R Spatial Statistics – How to Obtain Different Moran Indexes for Spatial Autocorrelation Analysis

autocorrelationrspatial statistics

I'm struggling to evaluate the spatial autocorrelation of several databases. These databases consist of coordinates and different environmental information associated with those coordinates. Strangely, I can get very low Morans's I values (almost zero), suggesting no clustering, while ps are also very low, suggesting that clustering cannot be rejected…
Trying to understand the situation, I compared (following different tutorials published online) the performance of three different libraries in the R language. Firstly, I created an ad hoc database that, I know beforehand, is not clustered:

rm(list = ls())
library(raster)
# Let's create some data
set.seed(1234)
dta <- data.frame(LON = runif(50, 30, 60), LAT = runif(50, 30, 60), 
                            X = round(runif(50, 1, 10),1))
plot(dta$LON, dta$LAT, type = "n")
text(dta$LON, dta$LAT, labels = dta$X)

Plot of the random data

# Let's calculate the distances among points
dta.dists <- pointDistance(dta[, c("LON", "LAT")], dta[, c("LON", "LAT")], lonlat=TRUE, allpairs = T)
diag(dta.dists) <- NA
d1 <- 0
d2 <- max(dta.dists, na.rm = T)
dta.dists.inv <- 1/dta.dists
diag(dta.dists.inv) <- 0

Then, I calculated the Moran's I index using the package ape

library(ape)
Moran.I(dta$X, dta.dists.inv)

Which yields:

$observed
[1] 0.02912351

$expected
[1] -0.02040816

$sd
[1] 0.03655231

$p.value
[1] 0.1753889

Then, I continued using the package spdep

library(spdep)
coo <- coordinates(cbind(dta$LON, dta$LAT))
nb  <-  dnearneigh(coo, d1, d2)
moran.test(dta$X, nb2listw(nb, style="C"))

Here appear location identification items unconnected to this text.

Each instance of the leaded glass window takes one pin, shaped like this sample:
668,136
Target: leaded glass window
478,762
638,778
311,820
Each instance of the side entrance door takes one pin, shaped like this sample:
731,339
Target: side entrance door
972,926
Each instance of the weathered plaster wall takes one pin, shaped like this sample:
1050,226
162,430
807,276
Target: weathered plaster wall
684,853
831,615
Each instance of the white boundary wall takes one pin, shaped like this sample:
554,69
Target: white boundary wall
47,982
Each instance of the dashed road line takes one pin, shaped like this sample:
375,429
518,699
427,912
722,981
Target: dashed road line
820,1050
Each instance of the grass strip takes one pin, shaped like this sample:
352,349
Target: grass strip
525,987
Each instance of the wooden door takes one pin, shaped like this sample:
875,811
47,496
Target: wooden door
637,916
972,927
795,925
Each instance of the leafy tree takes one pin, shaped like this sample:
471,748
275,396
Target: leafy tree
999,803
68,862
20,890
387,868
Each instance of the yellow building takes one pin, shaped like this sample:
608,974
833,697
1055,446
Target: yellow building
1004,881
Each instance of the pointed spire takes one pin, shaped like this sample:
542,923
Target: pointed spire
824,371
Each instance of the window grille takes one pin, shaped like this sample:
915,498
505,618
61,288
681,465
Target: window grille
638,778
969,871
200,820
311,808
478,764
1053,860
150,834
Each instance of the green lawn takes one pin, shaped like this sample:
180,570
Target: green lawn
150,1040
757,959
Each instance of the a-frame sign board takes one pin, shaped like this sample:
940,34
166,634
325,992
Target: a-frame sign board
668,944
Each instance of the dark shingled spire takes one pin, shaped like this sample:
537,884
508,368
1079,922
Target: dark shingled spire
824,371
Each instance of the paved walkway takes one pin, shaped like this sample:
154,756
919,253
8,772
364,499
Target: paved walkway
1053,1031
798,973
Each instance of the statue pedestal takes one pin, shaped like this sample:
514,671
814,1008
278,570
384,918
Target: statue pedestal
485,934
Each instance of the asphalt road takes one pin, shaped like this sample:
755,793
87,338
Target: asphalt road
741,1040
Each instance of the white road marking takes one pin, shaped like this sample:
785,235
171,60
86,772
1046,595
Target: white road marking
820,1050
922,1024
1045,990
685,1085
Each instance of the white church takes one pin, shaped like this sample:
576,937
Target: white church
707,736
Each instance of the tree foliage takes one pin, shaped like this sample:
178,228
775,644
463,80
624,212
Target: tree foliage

Obtaining the following results:

        Moran I test under randomisation

data:  dta$X  
weights: nb2listw(nb, style = "C")    

Moran I statistic standard deviate = -1.4754e-09, p-value = 0.5
alternative hypothesis: greater
sample estimates:
Moran I statistic       Expectation          Variance 
    -2.040816e-02     -2.040816e-02      2.211772e-17 

Finally, I applied the elsa package:

library(elsa)
coordinates(dta) <- ~LON +LAT
elsa::moran(dta[,1], d1, d2)

Obtaining:

[1] -0.02040816

That is: three packages and two different values.

Which one is the correct one?

Best Answer

To answer your question in brief, I would use spdep. It is tested against geoda and pysal and gives the same answer as both of those tools.

The errors you were running into were likely caused by using different weights matrixes. Your inverse distance weights are not the same as the C style weights created by spdep. Lets compare the first row of dta.dists.inv to the weights created by nb2listw(nb, style = "C")

# all of the above is the same 
library(spdep)
coo <- coordinates(cbind(dta$LON, dta$LAT))
nb  <-  dnearneigh(coo, d1, d2)
listw <- nb2listw(nb, style="C")
moran.test(dta$X, nb2listw(nb, style="C"))

listw$weights[[1]]
#> [1] 0.02040816 0.02040816 0.02040816 0.02040816 0.02040816 0.02040816 0.02040816
 [8] 0.02040816 0.02040816 0.02040816

dta.dists.inv[1,]
#> [1] 0.000000e+00 6.310735e-07 4.059586e-07 5.128319e-07 4.767474e-07 5.054279e-07
 [7] 7.016061e-07 4.394086e-07 6.369202e-07 3.639265e-07

So that alone is enough to ensure different results.

Let's take a better example using the famous guerry dataset. We can compare {ape} and {spdep}. elsa is a library I've never heard of and does not support weight matrixes or anything other than distances—so I wouldn't use it.

library(spdep)

# spdep
df <- Guerry::gfrance85
x <- df$Crime_pers
nb <- poly2nb(df)
listw <- nb2listw(nb)

moran.test(x, listw)
#> 
#>  Moran I test under randomisation
#> 
#> data:  x  
#> weights: listw    
#> 
#> Moran I statistic standard deviate = 6.0484, p-value = 7.316e-10
#> alternative hypothesis: greater
#> sample estimates:
#> Moran I statistic       Expectation          Variance 
#>       0.411459718      -0.011904762       0.004899501

# ape
ape::Moran.I(x, listw2mat(listw))
#> Registered S3 method overwritten by 'ape':
#>   method   from 
#>   plot.mst spdep
#> $observed
#> [1] 0.4114597
#> 
#> $expected
#> [1] -0.01190476
#> 
#> $sd
#> [1] 0.06999644
#> 
#> $p.value
#> [1] 1.463168e-09

Those results are identical. There are differences in calculating variance but the I is the same.